У нас с Акутагавой во многих отношениях глубокая кармическая связь.
Акутагава, как и я, родился в Ситамати в Токио.
Я окончил Первую столичную среднюю гимназию, а Третья гимназия, где учился у Акутагавы, изначально была филиалом моей. Кроме того, в одно время ныне покойный Кацуура Томоо[154] исполнял обязанности директора этих обеих школ, многие преподаватели также у нас были общими, и ученики свободно могли передвигаться между двумя зданиями. Так что, можно сказать, уже со средней школы мы с ним шли практически одним путем. И старшая школа, и университет у нас были одни и те же.
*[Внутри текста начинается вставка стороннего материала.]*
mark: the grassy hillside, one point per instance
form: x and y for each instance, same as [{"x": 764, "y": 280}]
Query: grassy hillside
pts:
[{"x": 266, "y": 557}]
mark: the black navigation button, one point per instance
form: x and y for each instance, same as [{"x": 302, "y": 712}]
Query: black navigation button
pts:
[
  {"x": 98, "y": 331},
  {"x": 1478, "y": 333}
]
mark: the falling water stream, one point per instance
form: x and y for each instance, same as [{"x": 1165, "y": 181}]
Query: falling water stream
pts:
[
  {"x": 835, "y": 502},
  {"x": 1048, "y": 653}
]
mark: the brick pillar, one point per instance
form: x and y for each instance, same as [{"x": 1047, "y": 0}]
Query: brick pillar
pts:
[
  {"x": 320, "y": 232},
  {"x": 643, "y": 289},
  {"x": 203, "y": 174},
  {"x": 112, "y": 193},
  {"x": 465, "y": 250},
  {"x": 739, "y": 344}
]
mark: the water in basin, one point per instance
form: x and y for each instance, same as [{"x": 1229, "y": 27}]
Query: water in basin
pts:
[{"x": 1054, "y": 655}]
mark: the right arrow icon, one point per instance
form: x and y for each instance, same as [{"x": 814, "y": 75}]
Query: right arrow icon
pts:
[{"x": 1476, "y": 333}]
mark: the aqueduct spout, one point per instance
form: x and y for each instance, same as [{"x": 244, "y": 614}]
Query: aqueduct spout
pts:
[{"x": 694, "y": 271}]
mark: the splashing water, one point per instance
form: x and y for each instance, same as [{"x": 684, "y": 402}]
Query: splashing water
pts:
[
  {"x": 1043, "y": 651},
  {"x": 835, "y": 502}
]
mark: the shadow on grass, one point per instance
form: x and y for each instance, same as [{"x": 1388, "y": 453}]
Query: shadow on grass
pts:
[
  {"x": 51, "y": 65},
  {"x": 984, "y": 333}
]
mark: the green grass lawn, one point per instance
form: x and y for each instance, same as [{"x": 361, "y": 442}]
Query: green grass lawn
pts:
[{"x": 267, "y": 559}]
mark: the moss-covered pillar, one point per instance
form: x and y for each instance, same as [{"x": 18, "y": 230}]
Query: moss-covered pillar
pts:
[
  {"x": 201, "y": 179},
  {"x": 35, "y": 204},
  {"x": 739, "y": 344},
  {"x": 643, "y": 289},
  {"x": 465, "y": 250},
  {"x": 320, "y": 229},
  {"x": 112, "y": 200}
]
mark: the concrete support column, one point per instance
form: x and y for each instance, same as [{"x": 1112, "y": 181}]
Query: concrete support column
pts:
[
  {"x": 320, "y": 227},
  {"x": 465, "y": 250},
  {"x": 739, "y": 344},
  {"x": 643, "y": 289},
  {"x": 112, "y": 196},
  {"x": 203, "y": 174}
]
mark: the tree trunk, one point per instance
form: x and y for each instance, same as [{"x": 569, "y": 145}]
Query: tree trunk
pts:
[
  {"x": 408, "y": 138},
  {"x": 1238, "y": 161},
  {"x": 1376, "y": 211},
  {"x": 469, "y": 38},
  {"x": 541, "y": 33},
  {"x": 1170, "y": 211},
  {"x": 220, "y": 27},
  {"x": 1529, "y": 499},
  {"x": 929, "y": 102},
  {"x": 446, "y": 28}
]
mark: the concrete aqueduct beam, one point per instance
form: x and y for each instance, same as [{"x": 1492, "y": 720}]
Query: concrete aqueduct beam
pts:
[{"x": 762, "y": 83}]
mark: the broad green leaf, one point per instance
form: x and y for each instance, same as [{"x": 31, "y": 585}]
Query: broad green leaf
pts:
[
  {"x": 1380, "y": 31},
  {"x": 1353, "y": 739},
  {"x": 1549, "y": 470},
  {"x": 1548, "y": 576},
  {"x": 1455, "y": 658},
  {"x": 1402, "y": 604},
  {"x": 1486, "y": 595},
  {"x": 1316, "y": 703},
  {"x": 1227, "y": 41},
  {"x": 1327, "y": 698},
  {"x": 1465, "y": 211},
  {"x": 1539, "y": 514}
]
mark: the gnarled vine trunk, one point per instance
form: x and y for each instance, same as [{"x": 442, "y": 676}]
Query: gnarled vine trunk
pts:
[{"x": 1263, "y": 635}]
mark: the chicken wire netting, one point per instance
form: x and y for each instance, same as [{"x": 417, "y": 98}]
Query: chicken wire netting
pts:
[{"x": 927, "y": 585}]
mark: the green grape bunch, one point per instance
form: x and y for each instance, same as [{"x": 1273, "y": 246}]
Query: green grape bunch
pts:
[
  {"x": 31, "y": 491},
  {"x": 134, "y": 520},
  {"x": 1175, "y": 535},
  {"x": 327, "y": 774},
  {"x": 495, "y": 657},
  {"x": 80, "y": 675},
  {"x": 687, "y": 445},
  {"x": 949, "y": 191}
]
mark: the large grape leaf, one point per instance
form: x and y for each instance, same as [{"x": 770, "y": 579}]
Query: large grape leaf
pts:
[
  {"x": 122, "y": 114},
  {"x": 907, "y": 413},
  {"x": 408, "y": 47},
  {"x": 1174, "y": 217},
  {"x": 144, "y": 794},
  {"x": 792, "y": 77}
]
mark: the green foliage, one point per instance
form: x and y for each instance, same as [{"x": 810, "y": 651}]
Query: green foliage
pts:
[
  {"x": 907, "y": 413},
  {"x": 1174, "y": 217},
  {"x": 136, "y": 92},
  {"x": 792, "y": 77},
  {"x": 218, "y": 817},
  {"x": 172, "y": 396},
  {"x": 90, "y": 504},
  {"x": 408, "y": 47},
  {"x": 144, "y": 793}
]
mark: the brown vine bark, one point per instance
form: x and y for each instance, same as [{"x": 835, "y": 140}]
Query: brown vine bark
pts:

Я вступил в литературный мир во время публикации второго цикла «Синситё». Самое первое мое произведение – пьеса «Рождение», мотивом для которой послужил период Хэйан. Начало моего творческого пути было довольно ярким. Акутагава вошел в литературу с публикацией третьего «Синситё», а в его дебютном произведении «Расёмон» также возникла тема Хэйан. Его блестящий дебют в творческих кругах также был поразительно похож на мой.
В то время европейская литература была на пике популярности – по крайней мере среди молодых писателей крайне редко можно было встретить человека, который бы обращался к японской или китайской классике. Интерес к подобным темам считался чуть ли не признаком устаревшего мышления. Акутагава и я с самого начала шли против основной моды и очень сблизились во вкусах, разделяя любовь к классике Востока.
В конце хочу отметить, что нашим семейным храмом является Дзигэндзи ответвления буддизма Нитирэн[155]; изначально он находился в Фукагаве района Саруэ и теперь перенесен в Сомэй, а семья Акутагавы, оказывается, тоже является прихожанами этого храма. Возле этого храма находится могила Сибы Кокана[156], а также надгробие влюбленных[157] Урадзато и Токидзиро[158], еще до перемещения Дзингэндзи из Фукугава к этому кургану часто приходили пары, молившие о крепком союзе.
А день, когда не стало Акутагавы, 24 июля – день моего рождения.
Таким образом, нас с ним единит и родина, и учебные заведения, и обстоятельства появления в литературе, и творческое поле деятельности – всё, вплоть до семейного храма. Думаю, как я считал его больше, чем просто младшим товарищем, так и он испытывал ко мне родственное чувство, большее, чем обычное уважение к старшему. О чем я сейчас жалею, так это о том, что он, воспитанный в старинном токийском доме и, как подобает городскому человеку, чтивший старомодную сдержанность, даже несмотря на наше близкое знакомство неизменно обращался ко мне почтительно, из-за чего я не смог быть с ним таким же раскованным и простым, как был с Сато Харуо. А если бы смог, то, возможно, и Акутагава бы раскрыл свои душевные терзания, и у меня, возможно, нашлись бы хоть и не очень убедительные, но какие-никакие слова утешения; ведь было очевидно, что в последнее время он вел себя как сам не свой, и, хотя у нас не раз выпадала возможность проговорить всю ночь, в конце концов ни один из нас так и не смог перейти намеченной границы.
Акутагава часто повторял: «Человеку из Ситамати нельзя показывать слабость», – однако неумение раскрыться являлось нашим общим недостатком, свойственным токийцам. Как бы там ни было, мне стыдно за то, что я, будучи старшим товарищем, оказался не тем, на кого можно было бы положиться. Признаться честно, в его самоубийстве много неясного. Меня мучает мысль, что если бы только он смог перенести еще год-два, то смог бы наконец зажить свободно и без проблем. Потерять такого выдающегося младшего товарища, к которому и в науке, и мысленных терзаниях я, бестолковый старший наставник, обращался всё время за советом, для меня настоящая невосполнимая потеря.
И всё же, возможно, в другом мире, Акутагава сейчас, зажав в зубах любимую матросскую трубку, облегченно вздыхает: «Ну вот, наконец-то стало легче», – теперь спокойно он сможет отдохнуть от изможденного тела.